Link: CBO Long-Term Budget Outlook Letter

 
   

Recently Released Reports

   
   
   

Fed Cuts Federal Funds Rate by Three-Quarters of a Percentage Point

   
 
On Tuesday, March 18, the Federal Reserve Board voted to reduce the federal funds rate by three-quarters of a point, from 3 percent to 2.25 percent. Since the beginning of the year, the Federal Reserve has reduced the federal funds rate by 2 percentage points. Federal Reserve Board Members cited weakening economic conditions as the reason for the rate cut. Many economists believe that the Federal Reserve will continue to reduce the federal funds rate, while some critics contend that further reductions will increase the risk of inflation.

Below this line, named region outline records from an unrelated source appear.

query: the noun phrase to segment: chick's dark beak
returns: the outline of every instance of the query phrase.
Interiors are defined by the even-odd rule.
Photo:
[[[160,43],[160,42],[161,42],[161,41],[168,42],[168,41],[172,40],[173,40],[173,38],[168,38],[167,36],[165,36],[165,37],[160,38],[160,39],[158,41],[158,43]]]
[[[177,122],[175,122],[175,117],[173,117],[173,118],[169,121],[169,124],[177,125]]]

Link: Federal Reserve Press Release
NASBO|Connects: Economic Outlook Forum

 
   

Index of Economic Indicators Declines for Fifth Straight Month

   
 

On Thursday, March 20, the Conference Board announced that the leading index of economic indicators declined by 0.3 percent in February, marking the fifth consecutive month that the index has declined. The last time the index declined for five consecutive months was during the recession of 2001. Components of the index that showed declines in February were stock prices, building permits, unemployment insurance claims, vendor performance, and consumer expectations.